Les cantines scolaires sont une nécessité
Actuellement, le repas est donné dans un cadre social, mais certains parents interrogés réclament la cantine pour tous, y compris dans les grandes villes où
les écoles sont à proximité de la maison. Cette demande est venue
essentiellement des couples qui travaillent et dans la plupart des cas loin de
chez eux. «Je suis contraint de payer une dame qui récupère mon fils à midi
pour lui donner à manger, sinon il se retrouve à la rue. Je dépense 9000 da
par mois pour faire garder mes deux petits enfants ainsi que celui scolarisé»,
se plaint une dame infirmière de son état. Si cette femme a pu trouver une
solution, même onéreuse, les enfants des couples qui travaillent, notamment
les collégiens et les lycéens, sont contraints de déjeuner dans des fast-foods, s’exposant ainsi à tous les risques d’ordre sanitaire : intoxication et repas déséquilibré (pizza, soda, sandwich, hamburger…). M. Zebdi regrette le fait
que dans certains cas le taux de sucre dans les boissons dépasse les 140 g/l.

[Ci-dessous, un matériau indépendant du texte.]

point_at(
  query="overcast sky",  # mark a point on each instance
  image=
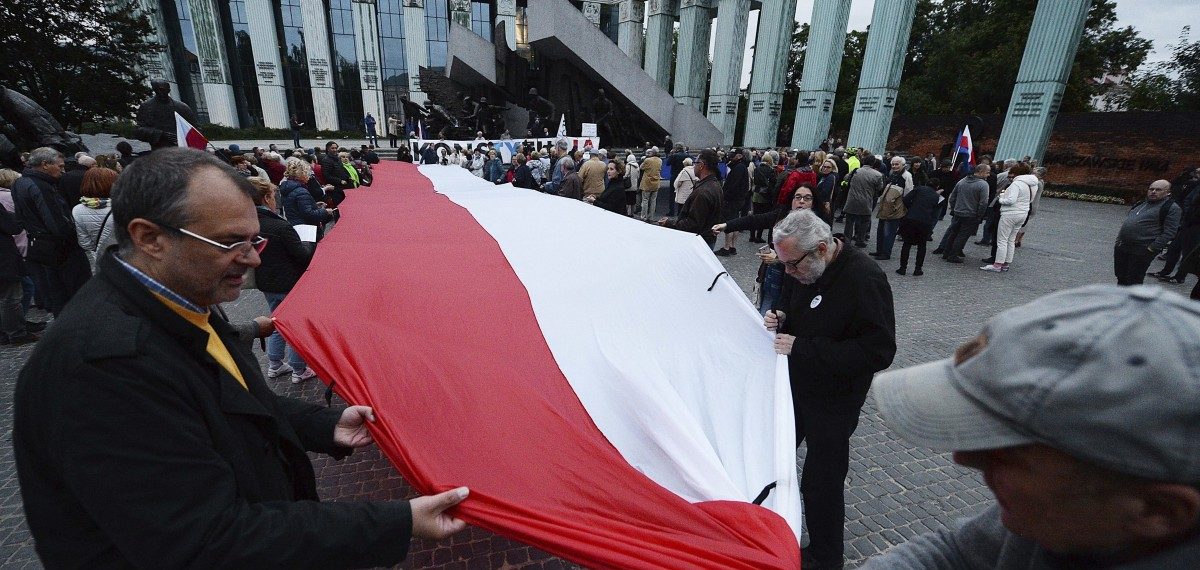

Certains parents ignorent ce qui guette leurs enfants en adoptant ce mode de consommation, d’autres avouent qu’ils sont dépassés. Leur fonction ne leur
permet pas d’avoir le privilège de partager un repas préparé à la maison avec
leurs enfants. «Soit je travaille pour subvenir aux besoins de mes enfants,
soit je reste à la maison pour préparer leur déjeuner. Je ne peux pas faire les
deux. Même si je prépare de la nourriture qu’ils peuvent prendre avec eux,
ils ne trouveront pas d’endroit pour la réchauffer», déplore Hakima, qui
travaille dans un laboratoire d’analyses médicales et qui se déplace chaque
jour de Boumerdès jusqu’à Alger. D’autres parents préparent des repas de
fast-food, une aubaine pour gérer leur portefeuille. Un sandwich garantita
coûte 20 à 30 Da.Une mère de famille avoue que cela lui revient moins cher
que de préparer un repas à la maison. Ainsi, les cantines scolaires deviennent
plus qu’une nécessité afin de pallier l’éloignement, l’absence des parents et le dénuement de certains élèves. En ces temps de crise économique et de politique d’austérité, les subventions de l’Etat peuvent être orientées vers les couches les
plus vulnérables, à savoir les écoliers.